Voice of America (Washington, DC)

22 August 2014

South Africa: S. African President Walks Out of Parliament Amid Chaos

Johannesburg — The South African parliament was plunged into chaos yet again Thursday, forcing President Jacob Zuma to walk out in the middle of his address to the national assembly.

This was after the Economic Freedom Fighters become unruly and violent during a question and answer session. The ruling ANC is now calling for the strongest punitive sanction to be placed on those involved.

Chaotic scenes erupted during a question and answer session with Zuma concerning his private Nkandla home.

Calls for Zuma to return monies

Early this year, the public protector ordered Zuma to pay back to the state a portion of the $23 million used for security upgrades to the home. Zuma was in parliament to explain his response to the public protector's report. "I have responded appropriately and I am saying people who did the upgrades at Nkandla, they are the ones who always determine who pays, when to pay," he explained.

But the leader of the newly formed Economic Freedom Fighters, (EFF) Julius Malema, who was expelled from the ruling ANC partly for undermining Zuma's authority, demanded a precise response. "The question we are asking today and we are not going to leave here before we get an answer, is when are you paying the money?" he stated.

When President Zuma insisted that he had already answered the question, there was commotion as EFF members refused to take instructions from the speaker of the House of Representatives.

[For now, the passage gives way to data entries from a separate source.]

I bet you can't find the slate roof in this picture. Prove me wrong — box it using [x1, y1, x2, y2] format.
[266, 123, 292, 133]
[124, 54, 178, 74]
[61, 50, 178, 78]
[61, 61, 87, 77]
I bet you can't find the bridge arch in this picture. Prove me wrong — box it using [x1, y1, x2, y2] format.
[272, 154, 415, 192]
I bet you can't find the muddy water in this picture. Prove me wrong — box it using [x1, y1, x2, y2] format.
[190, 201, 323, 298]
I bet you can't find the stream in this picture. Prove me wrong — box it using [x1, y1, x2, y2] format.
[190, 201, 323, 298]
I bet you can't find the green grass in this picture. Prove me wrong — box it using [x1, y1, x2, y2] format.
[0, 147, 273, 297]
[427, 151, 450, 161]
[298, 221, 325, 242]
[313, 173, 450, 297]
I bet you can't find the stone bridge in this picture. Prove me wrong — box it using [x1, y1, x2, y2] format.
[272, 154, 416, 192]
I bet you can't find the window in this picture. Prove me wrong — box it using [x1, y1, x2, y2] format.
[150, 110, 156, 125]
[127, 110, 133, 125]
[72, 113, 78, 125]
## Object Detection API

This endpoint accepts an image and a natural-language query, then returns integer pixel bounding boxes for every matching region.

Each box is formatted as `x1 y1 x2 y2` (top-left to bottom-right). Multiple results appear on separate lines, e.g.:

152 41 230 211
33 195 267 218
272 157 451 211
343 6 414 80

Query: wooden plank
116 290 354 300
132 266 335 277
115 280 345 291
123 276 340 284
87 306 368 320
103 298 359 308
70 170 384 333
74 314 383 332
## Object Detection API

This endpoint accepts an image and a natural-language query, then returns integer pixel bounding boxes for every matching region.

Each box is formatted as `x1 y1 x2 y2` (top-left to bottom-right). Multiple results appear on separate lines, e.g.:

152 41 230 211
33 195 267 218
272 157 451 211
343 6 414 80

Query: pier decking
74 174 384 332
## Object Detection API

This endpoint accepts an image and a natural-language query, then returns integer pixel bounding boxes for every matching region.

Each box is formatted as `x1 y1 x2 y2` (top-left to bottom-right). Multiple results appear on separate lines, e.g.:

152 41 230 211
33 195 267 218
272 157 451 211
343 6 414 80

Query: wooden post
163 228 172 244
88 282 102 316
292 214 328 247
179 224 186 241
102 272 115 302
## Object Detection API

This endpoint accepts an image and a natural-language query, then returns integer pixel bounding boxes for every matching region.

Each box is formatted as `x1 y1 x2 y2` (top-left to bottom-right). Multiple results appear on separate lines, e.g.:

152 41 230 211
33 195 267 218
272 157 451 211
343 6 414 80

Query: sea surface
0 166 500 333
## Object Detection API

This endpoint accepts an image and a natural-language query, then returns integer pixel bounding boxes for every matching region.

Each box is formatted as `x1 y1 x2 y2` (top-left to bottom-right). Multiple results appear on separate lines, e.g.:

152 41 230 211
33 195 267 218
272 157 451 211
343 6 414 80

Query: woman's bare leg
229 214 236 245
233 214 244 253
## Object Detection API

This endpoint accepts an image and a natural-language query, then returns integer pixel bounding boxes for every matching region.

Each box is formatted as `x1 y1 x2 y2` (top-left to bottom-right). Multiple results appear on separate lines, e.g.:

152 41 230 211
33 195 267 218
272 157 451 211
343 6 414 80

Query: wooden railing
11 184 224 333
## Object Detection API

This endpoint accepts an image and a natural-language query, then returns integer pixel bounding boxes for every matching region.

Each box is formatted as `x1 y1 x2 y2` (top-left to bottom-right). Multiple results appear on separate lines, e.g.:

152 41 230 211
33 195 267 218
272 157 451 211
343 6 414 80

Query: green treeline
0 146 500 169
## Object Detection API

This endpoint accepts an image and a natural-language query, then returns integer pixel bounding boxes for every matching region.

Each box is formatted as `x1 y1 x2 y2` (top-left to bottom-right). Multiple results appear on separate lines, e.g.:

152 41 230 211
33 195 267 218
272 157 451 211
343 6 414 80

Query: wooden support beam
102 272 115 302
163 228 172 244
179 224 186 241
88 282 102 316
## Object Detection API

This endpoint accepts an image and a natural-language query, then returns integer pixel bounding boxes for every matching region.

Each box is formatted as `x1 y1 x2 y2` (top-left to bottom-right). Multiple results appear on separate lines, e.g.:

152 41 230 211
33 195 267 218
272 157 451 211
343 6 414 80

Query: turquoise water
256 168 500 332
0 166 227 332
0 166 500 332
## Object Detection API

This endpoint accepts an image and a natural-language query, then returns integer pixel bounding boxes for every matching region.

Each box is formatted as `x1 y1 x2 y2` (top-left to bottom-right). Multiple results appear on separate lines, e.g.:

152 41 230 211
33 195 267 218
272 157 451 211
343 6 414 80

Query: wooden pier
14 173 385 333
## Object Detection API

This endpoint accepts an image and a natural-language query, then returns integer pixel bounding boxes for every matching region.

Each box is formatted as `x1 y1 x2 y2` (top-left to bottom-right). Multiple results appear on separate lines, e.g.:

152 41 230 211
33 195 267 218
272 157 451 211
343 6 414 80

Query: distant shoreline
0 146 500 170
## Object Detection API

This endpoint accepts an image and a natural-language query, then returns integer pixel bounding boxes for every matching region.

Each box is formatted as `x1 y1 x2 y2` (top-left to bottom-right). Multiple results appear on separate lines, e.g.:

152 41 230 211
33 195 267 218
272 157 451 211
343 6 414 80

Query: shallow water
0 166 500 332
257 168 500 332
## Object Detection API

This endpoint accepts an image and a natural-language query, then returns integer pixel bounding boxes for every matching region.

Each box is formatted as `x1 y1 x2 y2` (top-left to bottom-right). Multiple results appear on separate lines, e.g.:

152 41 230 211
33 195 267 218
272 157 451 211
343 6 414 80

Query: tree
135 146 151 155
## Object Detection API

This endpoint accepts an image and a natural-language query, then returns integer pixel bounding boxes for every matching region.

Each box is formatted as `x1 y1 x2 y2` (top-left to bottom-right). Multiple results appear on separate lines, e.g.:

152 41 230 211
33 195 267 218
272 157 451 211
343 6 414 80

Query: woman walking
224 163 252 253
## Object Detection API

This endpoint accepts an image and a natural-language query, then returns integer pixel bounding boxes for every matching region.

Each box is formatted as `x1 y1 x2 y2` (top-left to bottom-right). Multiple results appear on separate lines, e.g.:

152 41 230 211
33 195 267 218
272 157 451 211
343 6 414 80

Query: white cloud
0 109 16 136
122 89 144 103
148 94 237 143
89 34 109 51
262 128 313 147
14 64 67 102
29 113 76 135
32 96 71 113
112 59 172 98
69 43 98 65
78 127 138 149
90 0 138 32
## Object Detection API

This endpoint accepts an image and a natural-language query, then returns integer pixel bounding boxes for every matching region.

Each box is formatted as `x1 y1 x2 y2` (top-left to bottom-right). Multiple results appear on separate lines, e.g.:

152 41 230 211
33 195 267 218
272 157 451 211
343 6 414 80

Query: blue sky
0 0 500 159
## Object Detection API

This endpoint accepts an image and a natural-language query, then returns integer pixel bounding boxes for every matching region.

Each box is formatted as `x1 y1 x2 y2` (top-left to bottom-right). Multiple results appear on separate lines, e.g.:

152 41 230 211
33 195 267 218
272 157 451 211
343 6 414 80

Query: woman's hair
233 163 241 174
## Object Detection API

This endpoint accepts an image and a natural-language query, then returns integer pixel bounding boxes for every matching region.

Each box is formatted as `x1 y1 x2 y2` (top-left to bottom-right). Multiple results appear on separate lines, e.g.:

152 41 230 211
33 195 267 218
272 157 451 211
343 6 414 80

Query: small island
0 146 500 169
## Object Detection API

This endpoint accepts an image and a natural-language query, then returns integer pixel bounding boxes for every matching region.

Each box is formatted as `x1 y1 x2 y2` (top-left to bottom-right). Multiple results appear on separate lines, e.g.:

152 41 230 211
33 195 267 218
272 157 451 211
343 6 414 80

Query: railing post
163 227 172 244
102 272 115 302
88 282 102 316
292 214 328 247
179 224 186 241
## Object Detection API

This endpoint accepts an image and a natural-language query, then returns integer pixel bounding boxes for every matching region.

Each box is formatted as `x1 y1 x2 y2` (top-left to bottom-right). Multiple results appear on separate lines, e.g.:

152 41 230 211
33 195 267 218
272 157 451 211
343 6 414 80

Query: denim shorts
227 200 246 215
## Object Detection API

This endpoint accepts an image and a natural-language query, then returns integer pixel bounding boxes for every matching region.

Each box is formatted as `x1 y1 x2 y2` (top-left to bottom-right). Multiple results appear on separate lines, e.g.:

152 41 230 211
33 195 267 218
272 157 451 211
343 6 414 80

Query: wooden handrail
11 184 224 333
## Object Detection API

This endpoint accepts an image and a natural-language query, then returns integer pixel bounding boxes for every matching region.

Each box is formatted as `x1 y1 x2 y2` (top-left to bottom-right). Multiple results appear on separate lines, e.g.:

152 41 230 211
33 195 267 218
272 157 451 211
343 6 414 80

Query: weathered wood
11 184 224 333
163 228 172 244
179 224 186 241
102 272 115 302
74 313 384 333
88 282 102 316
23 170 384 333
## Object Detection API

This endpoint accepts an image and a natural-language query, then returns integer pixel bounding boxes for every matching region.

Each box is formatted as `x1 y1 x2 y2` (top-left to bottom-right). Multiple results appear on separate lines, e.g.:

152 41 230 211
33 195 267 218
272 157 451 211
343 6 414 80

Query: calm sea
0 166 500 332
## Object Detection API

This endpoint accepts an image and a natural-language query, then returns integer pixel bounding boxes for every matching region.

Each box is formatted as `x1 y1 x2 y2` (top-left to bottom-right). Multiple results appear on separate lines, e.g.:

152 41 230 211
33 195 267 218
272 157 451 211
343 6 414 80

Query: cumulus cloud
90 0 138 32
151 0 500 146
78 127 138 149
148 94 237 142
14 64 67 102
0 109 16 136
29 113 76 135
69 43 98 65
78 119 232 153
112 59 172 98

It is at this point that Zuma decided to walk out. The speaker then temporarily adjourned parliament and called in riot police to eject EFF members, who violently refused and instead started chanting "pay back the money."

Chaos: scuffling, shoving

When it was time for parliament to resume, ANC members of parliament charged towards the EFF members, leading to a scuffle as they pushed and shoved each other.

This forced the speaker to adjourn parliament. While the EFF has received praises from those that are anti-ANC, political analyst Angelo Fick disagreed.

"They have moral rights perhaps on their side in the eyes of some of the observers, but they don't have the letter of the law on their side. The president and the African National Congress seem to be following the letter of the law and they will follow the process through the adhoc committee," said Fick.

But Constitutional expert, Shadrack Gutto, blames President Zuma, saying the chaos was a result of his failure to respond to the public protector's report in a timely and precise manner.

"They should have done it much more reasonably than they did, but the substance of it is that, it is the presidency, which is avoiding obeying the laws of the country," he said.

In May, EFF members were ejected from parliament when party leader Malema refused to withdraw a statement in which he accused the ANC of being responsible for killing 34 striking miners shot by police in Marikana. In the Gauteng legislature, EFF members were ordered to march out after coming into the House wearing red overalls and domestic workers clothes.

The ruling ANC is now calling on parliament to slap the EFF members with the strongest sanction possible. In a strongly worded statement, the ANC warned the EFF not to provoke emotions, saying this could lead to political intolerance with dire consequences to the country's democracy.